This is a team project about developing a web application of introduction of Marvel characters. The technologies we used are Django for web dev, beautifulsoup for parsing html, Bootstrap for frontend design and json for storage, Google Statistic for SEO.
Problem statement
- choosing technologies
- techniques of web crawling
- indexing by google in the first page result
Design and implementation
Architechture of our mashup
The home page is a mashup of differnt kinds of information. and we have specific categories for displaying only one kind of data.
In the home page and hero page, we implemmented a voting function. Users can vote a superhero if user think that the hero will appear in Avengers 4 movie.
Infomation collecting techniques
Web crawling
We used requests package to send HTTP request for getting html text from the target website, than we leverage beautifulsoup to parse the html text into html object, it helps us to locate the information we want.

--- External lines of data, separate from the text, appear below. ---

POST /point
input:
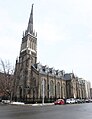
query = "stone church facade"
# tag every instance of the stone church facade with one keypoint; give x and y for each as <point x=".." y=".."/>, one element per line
<point x="33" y="80"/>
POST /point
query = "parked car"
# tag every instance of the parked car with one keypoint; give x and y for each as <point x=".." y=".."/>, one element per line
<point x="70" y="101"/>
<point x="59" y="102"/>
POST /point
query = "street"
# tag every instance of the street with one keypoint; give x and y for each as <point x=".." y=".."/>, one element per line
<point x="73" y="111"/>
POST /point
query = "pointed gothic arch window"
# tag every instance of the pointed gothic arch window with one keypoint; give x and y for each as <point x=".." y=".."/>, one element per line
<point x="58" y="90"/>
<point x="51" y="88"/>
<point x="43" y="86"/>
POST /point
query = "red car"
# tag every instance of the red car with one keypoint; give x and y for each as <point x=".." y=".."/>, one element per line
<point x="59" y="102"/>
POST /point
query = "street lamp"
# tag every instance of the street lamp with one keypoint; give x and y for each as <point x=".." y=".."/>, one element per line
<point x="43" y="92"/>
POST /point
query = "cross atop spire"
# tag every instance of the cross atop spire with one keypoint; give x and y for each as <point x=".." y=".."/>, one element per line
<point x="30" y="23"/>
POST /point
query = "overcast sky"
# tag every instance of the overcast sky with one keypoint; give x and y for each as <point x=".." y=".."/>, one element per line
<point x="64" y="30"/>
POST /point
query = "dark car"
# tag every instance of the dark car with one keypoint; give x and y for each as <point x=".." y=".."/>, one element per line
<point x="59" y="102"/>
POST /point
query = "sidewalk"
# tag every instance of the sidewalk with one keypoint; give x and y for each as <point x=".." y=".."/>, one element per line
<point x="36" y="104"/>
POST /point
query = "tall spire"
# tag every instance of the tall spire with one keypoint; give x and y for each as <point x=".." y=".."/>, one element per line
<point x="30" y="23"/>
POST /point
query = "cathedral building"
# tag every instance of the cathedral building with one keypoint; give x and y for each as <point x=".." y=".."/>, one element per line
<point x="35" y="81"/>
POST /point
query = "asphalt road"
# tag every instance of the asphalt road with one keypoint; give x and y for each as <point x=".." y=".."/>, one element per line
<point x="73" y="111"/>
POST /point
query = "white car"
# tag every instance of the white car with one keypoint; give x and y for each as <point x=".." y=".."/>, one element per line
<point x="70" y="101"/>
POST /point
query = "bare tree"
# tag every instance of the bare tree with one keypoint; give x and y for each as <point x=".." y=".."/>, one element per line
<point x="6" y="78"/>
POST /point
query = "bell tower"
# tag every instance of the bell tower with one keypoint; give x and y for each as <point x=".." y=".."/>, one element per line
<point x="27" y="57"/>
<point x="29" y="42"/>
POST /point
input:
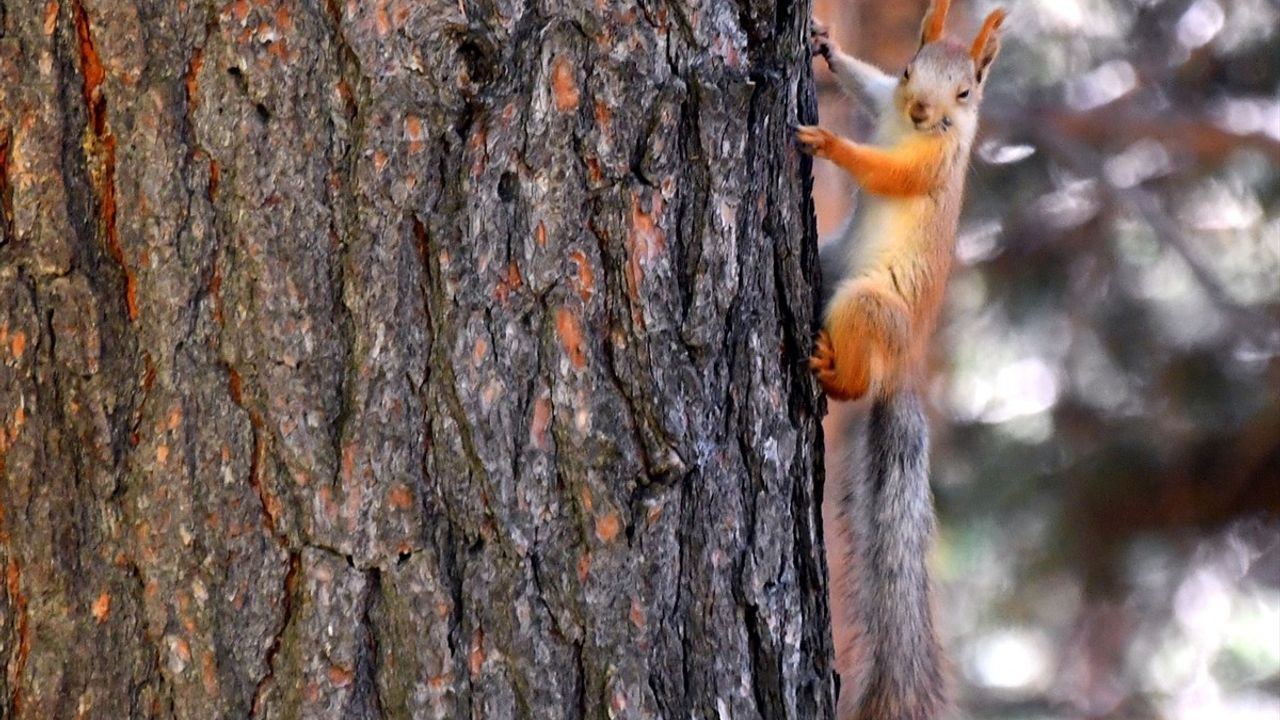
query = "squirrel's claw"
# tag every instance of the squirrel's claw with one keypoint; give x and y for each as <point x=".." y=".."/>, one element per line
<point x="813" y="140"/>
<point x="823" y="365"/>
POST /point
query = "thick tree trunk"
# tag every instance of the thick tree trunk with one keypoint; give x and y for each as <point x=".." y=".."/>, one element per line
<point x="407" y="359"/>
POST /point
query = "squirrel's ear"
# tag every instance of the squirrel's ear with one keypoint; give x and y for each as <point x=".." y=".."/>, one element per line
<point x="987" y="44"/>
<point x="933" y="22"/>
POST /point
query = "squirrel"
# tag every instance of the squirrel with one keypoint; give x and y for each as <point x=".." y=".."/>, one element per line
<point x="892" y="264"/>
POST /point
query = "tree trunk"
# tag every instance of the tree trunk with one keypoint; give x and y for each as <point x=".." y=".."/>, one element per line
<point x="407" y="359"/>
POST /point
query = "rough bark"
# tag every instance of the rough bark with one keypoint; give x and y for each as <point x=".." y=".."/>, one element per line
<point x="407" y="359"/>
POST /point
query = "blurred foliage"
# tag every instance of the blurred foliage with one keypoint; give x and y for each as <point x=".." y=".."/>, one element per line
<point x="1107" y="382"/>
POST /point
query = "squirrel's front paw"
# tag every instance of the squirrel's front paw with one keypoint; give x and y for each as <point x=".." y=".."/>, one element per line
<point x="814" y="140"/>
<point x="839" y="384"/>
<point x="819" y="39"/>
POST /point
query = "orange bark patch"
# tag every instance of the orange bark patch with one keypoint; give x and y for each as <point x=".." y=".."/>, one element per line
<point x="412" y="127"/>
<point x="476" y="659"/>
<point x="401" y="497"/>
<point x="383" y="19"/>
<point x="209" y="673"/>
<point x="282" y="19"/>
<point x="585" y="283"/>
<point x="13" y="584"/>
<point x="214" y="177"/>
<point x="607" y="527"/>
<point x="644" y="242"/>
<point x="104" y="147"/>
<point x="563" y="86"/>
<point x="542" y="422"/>
<point x="192" y="78"/>
<point x="5" y="191"/>
<point x="570" y="332"/>
<point x="233" y="384"/>
<point x="339" y="675"/>
<point x="50" y="17"/>
<point x="101" y="607"/>
<point x="513" y="281"/>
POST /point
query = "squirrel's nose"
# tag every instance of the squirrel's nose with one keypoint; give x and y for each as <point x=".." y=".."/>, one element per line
<point x="919" y="112"/>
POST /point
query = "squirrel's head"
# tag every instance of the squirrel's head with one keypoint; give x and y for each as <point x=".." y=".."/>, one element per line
<point x="941" y="87"/>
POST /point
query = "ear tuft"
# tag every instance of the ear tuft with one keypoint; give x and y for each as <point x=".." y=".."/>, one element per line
<point x="935" y="19"/>
<point x="987" y="44"/>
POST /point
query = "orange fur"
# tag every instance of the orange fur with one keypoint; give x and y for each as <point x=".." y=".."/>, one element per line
<point x="910" y="168"/>
<point x="935" y="21"/>
<point x="865" y="343"/>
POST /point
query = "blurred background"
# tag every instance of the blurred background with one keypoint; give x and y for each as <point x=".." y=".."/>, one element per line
<point x="1106" y="382"/>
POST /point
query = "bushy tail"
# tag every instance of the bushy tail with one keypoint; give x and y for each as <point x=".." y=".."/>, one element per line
<point x="890" y="516"/>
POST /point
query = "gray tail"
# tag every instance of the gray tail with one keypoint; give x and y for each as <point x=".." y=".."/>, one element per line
<point x="890" y="518"/>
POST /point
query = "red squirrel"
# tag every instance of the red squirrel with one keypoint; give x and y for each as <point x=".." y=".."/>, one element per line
<point x="885" y="285"/>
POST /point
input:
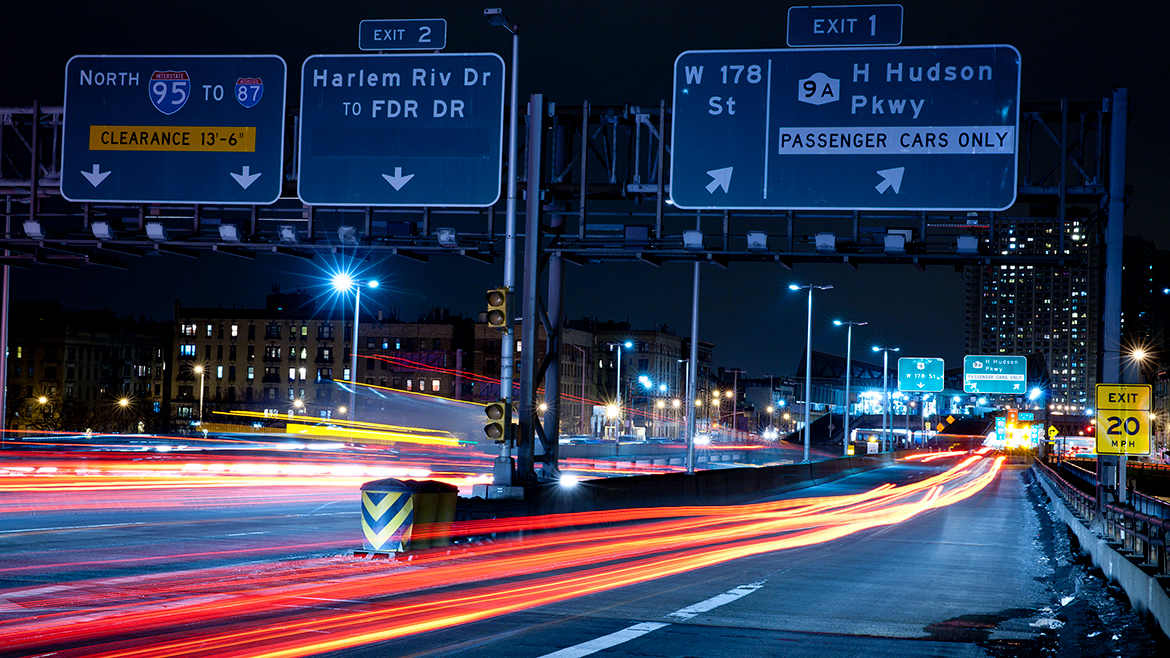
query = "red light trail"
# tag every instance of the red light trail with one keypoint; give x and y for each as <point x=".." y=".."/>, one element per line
<point x="283" y="610"/>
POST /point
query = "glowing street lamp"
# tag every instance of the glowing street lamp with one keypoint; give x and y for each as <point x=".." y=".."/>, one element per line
<point x="885" y="388"/>
<point x="343" y="282"/>
<point x="848" y="362"/>
<point x="199" y="370"/>
<point x="810" y="287"/>
<point x="626" y="344"/>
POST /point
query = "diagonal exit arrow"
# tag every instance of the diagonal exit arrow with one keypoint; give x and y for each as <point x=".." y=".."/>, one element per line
<point x="890" y="178"/>
<point x="720" y="178"/>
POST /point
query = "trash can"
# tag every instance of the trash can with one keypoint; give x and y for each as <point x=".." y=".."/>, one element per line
<point x="394" y="511"/>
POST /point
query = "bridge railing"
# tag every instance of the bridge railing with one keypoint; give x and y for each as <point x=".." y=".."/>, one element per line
<point x="1136" y="528"/>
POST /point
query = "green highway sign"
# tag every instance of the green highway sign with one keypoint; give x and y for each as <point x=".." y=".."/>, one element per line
<point x="173" y="129"/>
<point x="401" y="130"/>
<point x="922" y="375"/>
<point x="995" y="374"/>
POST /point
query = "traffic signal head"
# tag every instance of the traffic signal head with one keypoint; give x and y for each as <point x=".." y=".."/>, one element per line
<point x="497" y="420"/>
<point x="497" y="308"/>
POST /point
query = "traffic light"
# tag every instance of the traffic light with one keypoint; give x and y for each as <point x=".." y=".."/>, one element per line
<point x="497" y="422"/>
<point x="497" y="308"/>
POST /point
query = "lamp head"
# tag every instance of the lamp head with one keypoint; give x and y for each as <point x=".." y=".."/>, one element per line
<point x="495" y="16"/>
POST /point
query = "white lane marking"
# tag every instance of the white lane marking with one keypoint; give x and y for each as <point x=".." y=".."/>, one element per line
<point x="715" y="602"/>
<point x="638" y="630"/>
<point x="606" y="642"/>
<point x="71" y="528"/>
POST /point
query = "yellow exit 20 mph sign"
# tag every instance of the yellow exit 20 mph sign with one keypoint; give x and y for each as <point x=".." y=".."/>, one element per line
<point x="1123" y="418"/>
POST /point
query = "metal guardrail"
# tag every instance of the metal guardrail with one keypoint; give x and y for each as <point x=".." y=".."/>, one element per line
<point x="1138" y="532"/>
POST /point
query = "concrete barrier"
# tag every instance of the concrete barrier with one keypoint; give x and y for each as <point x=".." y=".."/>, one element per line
<point x="1144" y="591"/>
<point x="722" y="486"/>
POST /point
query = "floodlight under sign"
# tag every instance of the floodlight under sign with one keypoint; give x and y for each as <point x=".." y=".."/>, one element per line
<point x="348" y="234"/>
<point x="287" y="233"/>
<point x="34" y="230"/>
<point x="229" y="233"/>
<point x="157" y="232"/>
<point x="102" y="231"/>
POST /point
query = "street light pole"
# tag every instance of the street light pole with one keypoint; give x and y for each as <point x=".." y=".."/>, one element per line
<point x="618" y="392"/>
<point x="199" y="370"/>
<point x="343" y="282"/>
<point x="503" y="468"/>
<point x="885" y="388"/>
<point x="353" y="354"/>
<point x="848" y="375"/>
<point x="810" y="287"/>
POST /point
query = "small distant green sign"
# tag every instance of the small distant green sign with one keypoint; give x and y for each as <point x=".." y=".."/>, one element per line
<point x="922" y="375"/>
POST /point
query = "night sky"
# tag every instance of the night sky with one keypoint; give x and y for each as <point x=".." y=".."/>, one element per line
<point x="607" y="53"/>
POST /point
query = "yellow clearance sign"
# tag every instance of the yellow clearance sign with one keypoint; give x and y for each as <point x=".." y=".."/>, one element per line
<point x="1123" y="418"/>
<point x="241" y="139"/>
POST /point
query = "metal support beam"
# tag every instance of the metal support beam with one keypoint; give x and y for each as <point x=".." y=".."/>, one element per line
<point x="525" y="446"/>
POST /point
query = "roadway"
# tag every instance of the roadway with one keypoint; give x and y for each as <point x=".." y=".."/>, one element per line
<point x="841" y="570"/>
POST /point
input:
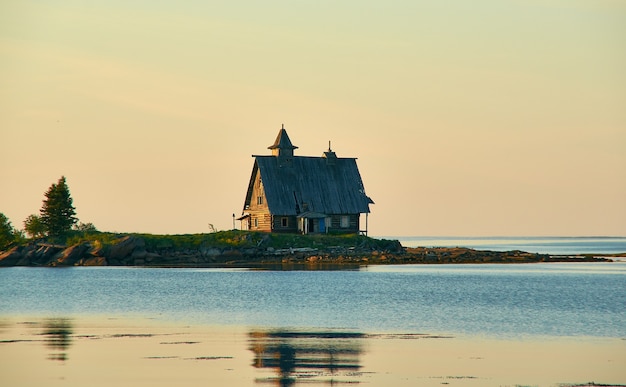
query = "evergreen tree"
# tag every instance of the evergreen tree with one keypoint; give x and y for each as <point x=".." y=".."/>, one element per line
<point x="57" y="212"/>
<point x="34" y="226"/>
<point x="6" y="231"/>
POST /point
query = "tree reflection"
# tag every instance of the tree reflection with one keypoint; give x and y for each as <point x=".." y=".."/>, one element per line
<point x="58" y="337"/>
<point x="314" y="357"/>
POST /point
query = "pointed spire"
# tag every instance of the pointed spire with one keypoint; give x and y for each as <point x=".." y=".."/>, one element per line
<point x="282" y="146"/>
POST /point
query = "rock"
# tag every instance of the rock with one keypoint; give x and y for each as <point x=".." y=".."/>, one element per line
<point x="92" y="261"/>
<point x="125" y="248"/>
<point x="11" y="257"/>
<point x="71" y="255"/>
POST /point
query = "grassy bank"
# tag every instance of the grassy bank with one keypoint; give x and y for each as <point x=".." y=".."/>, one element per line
<point x="232" y="239"/>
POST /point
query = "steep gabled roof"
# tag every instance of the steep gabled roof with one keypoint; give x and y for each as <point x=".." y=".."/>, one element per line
<point x="312" y="184"/>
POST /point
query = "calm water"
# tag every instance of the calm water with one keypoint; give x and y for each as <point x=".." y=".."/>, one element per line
<point x="544" y="245"/>
<point x="497" y="300"/>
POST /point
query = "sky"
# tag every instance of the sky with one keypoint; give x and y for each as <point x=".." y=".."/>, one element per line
<point x="468" y="118"/>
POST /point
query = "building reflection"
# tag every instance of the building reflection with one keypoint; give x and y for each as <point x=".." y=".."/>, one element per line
<point x="312" y="357"/>
<point x="58" y="337"/>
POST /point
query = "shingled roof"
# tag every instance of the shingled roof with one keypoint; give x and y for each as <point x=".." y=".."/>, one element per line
<point x="312" y="184"/>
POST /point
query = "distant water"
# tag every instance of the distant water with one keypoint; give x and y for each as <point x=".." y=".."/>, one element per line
<point x="543" y="245"/>
<point x="514" y="300"/>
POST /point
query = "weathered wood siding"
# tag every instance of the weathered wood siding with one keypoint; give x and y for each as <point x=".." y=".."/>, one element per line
<point x="260" y="217"/>
<point x="336" y="226"/>
<point x="277" y="224"/>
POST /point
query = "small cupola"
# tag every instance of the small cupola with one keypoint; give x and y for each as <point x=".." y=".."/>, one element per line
<point x="330" y="156"/>
<point x="282" y="147"/>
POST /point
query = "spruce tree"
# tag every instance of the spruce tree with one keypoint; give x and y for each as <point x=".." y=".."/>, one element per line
<point x="6" y="231"/>
<point x="57" y="212"/>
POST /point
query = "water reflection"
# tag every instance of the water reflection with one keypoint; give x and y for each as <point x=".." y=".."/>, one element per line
<point x="58" y="337"/>
<point x="311" y="357"/>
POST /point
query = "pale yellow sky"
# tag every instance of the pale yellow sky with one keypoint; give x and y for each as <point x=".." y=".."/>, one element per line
<point x="467" y="118"/>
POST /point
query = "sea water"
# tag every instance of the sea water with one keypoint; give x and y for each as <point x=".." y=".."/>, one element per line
<point x="512" y="300"/>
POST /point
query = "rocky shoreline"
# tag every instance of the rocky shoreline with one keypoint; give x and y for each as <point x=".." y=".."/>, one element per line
<point x="133" y="251"/>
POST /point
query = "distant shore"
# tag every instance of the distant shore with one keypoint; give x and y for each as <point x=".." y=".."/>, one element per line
<point x="249" y="249"/>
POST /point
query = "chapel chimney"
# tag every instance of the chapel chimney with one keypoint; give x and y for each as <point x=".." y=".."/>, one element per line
<point x="330" y="156"/>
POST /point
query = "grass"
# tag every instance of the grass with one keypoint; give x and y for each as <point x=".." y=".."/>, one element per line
<point x="232" y="239"/>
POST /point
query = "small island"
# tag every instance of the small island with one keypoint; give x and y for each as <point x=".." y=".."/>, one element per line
<point x="252" y="249"/>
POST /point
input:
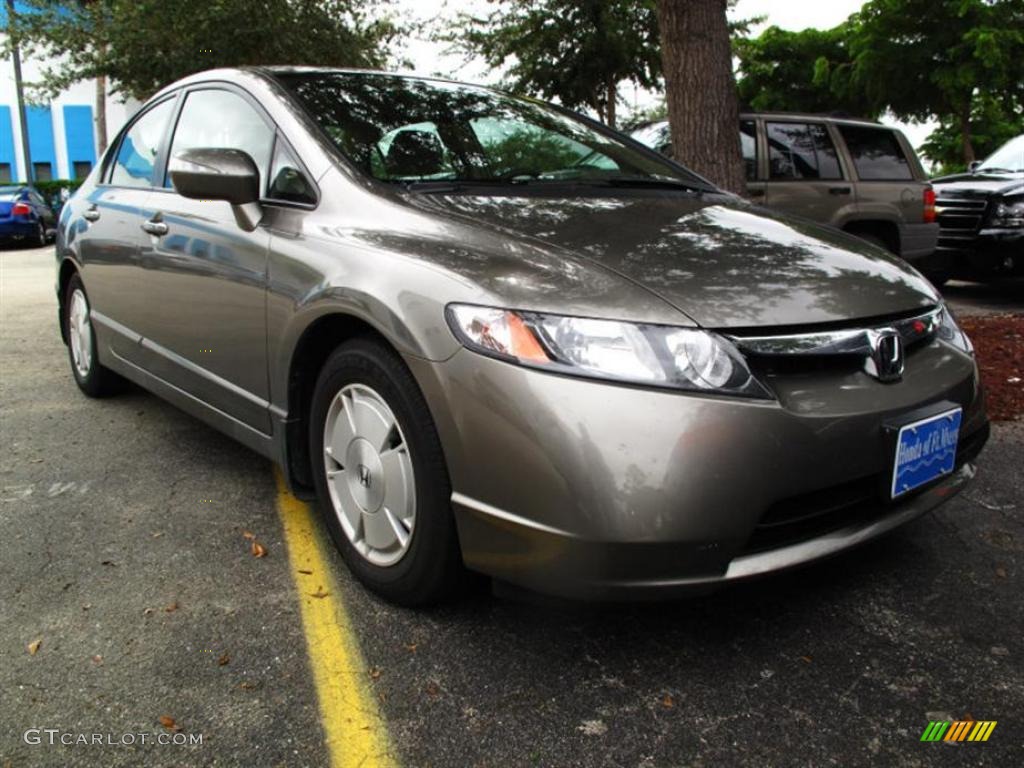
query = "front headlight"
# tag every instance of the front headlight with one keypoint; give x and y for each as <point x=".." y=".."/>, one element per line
<point x="634" y="353"/>
<point x="1008" y="215"/>
<point x="950" y="332"/>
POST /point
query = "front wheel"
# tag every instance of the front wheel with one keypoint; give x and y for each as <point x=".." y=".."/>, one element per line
<point x="380" y="475"/>
<point x="92" y="378"/>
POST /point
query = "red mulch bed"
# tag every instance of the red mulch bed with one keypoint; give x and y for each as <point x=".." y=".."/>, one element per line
<point x="998" y="342"/>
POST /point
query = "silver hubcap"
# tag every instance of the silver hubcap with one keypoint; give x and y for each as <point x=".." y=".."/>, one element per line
<point x="81" y="333"/>
<point x="370" y="474"/>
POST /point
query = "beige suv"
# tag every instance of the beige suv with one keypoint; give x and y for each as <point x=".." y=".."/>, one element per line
<point x="854" y="174"/>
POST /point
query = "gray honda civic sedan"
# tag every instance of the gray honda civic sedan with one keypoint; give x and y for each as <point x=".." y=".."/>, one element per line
<point x="487" y="334"/>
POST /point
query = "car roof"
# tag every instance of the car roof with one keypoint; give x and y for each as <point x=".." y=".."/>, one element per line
<point x="823" y="116"/>
<point x="270" y="73"/>
<point x="819" y="116"/>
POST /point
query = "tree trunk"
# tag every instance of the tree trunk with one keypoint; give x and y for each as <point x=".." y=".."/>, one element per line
<point x="969" y="156"/>
<point x="612" y="97"/>
<point x="700" y="89"/>
<point x="101" y="114"/>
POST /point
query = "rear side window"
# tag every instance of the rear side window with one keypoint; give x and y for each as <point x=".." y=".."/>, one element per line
<point x="222" y="120"/>
<point x="137" y="154"/>
<point x="877" y="154"/>
<point x="801" y="151"/>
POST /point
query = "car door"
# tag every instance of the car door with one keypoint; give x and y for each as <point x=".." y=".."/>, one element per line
<point x="109" y="232"/>
<point x="804" y="172"/>
<point x="888" y="186"/>
<point x="206" y="276"/>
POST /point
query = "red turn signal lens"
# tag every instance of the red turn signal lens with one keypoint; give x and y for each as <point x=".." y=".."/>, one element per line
<point x="929" y="206"/>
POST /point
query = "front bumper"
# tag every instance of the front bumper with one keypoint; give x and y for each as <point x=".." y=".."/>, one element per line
<point x="586" y="488"/>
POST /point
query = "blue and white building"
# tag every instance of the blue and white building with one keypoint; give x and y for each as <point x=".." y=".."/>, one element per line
<point x="62" y="138"/>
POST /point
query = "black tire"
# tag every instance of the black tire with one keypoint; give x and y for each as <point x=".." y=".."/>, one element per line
<point x="430" y="569"/>
<point x="98" y="381"/>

Once we found the desire information, we store it into a json file, such that we finish collecting web information
APIs introduction
Some sources provide their own APIs, it saved our time on locating target information. In this project, we have used youtube, and marvel.com APIs.
- Marvel.com API
- apply for an account, get public key, private key
- sum = random num + 2 keys
- hash by md5 algorithm
- concatenate all the above information into url
- Youtube API
- connect to youtube iframe_api server
- input the video_id
- Marvel.com API
Techniques uesd to show the data
- Data flow inside the webapp
- We collect information from sources like rotten tomato, Marvel.com and Youtube into Json file for storage
- We use service to manipulate the data and choose the data that we need
- The Views will receive the data, it decide what data can be shown in template,
- The template decide how the data display on the screen
- Data display techniques
- Bootstrap give us powerful library for beautiful and neat UI layout.
- Card element and
- Popup function in bootstrap
- Data flow inside the webapp
Web server setup and web page development
Django framework
Why Django
It is simple, it is easy to scaffold out a web app server, so that we can concentrate on the functionalities of the application. Also We need to do web crawling stuffs by using python, and Django is a popular framework for web development in python. So we decide to learn using Django as our web framework.
layout
Bootstrap and font-awesome
Bootstrap is a popular front-end library to build responsive website, it means that the website can tranfrom its layout to suit different size of screen, it can be simoutaniously suitable for computer screen and mobile phone screen which have huge difference in screen size.
Functionalities
Mashup of avengers4 information
- marvel API heroes
- rotten tomato News
- reddit posts
- Youtube trailer
Main functions
The main function of our web app is to collect avengers4 relevant information shuch as text, image, and video, from different web sources including
- Marvel official site marvel.com,
- the popular film review aggregation website rotten-tomatoes,
- The famous social media forum reddit
- and youtube.
SEO
On-page
First, we have used On-page optimization techniques. Second, we added some meta information (HTML head tag), optimized the title of our website, added related description of our website, for the keywords (we added such as ‘marvel movie’, ‘mashup’, ‘ma4’, ‘marvel avengers 4’ and more). Third, for the contents, the contents in tags such as in
<h1>
,<h2>
,<p>
are important for SEO. Fourth, created XML Sitemap. Fifth, we made Mobile device adapation. Keywords Meta information, Contents, Sitemap, Mobile device adapation are important for Google SEO in which descripted in Google SEO guide.Off-page
We created a sitemap for our web page. It is an xml file of a language that is specifically used to read a computer. Sitemap is the search engine that uses this specification to allow website owners to use it to create a directory file containing all the pages in the site and provide crawler reading to the search engine. Just like a map, let the search engine know what pages are in the site.
Conclusion
In conclusions, the design of web page is advanced, but lack of characteristics. Second, we did some SEO optimizations, but still have some work can be done. Third, We rank at the good positions when search ‘mashup page for marvel’, ‘ma4 mashup’ and ‘marvel avenger 4 mashup’ on Google. Finally, We used 3 sources, but there are more sources can be added. We also made a button for ticket purchase, so that users can go directly to purchase tickets after reading our website.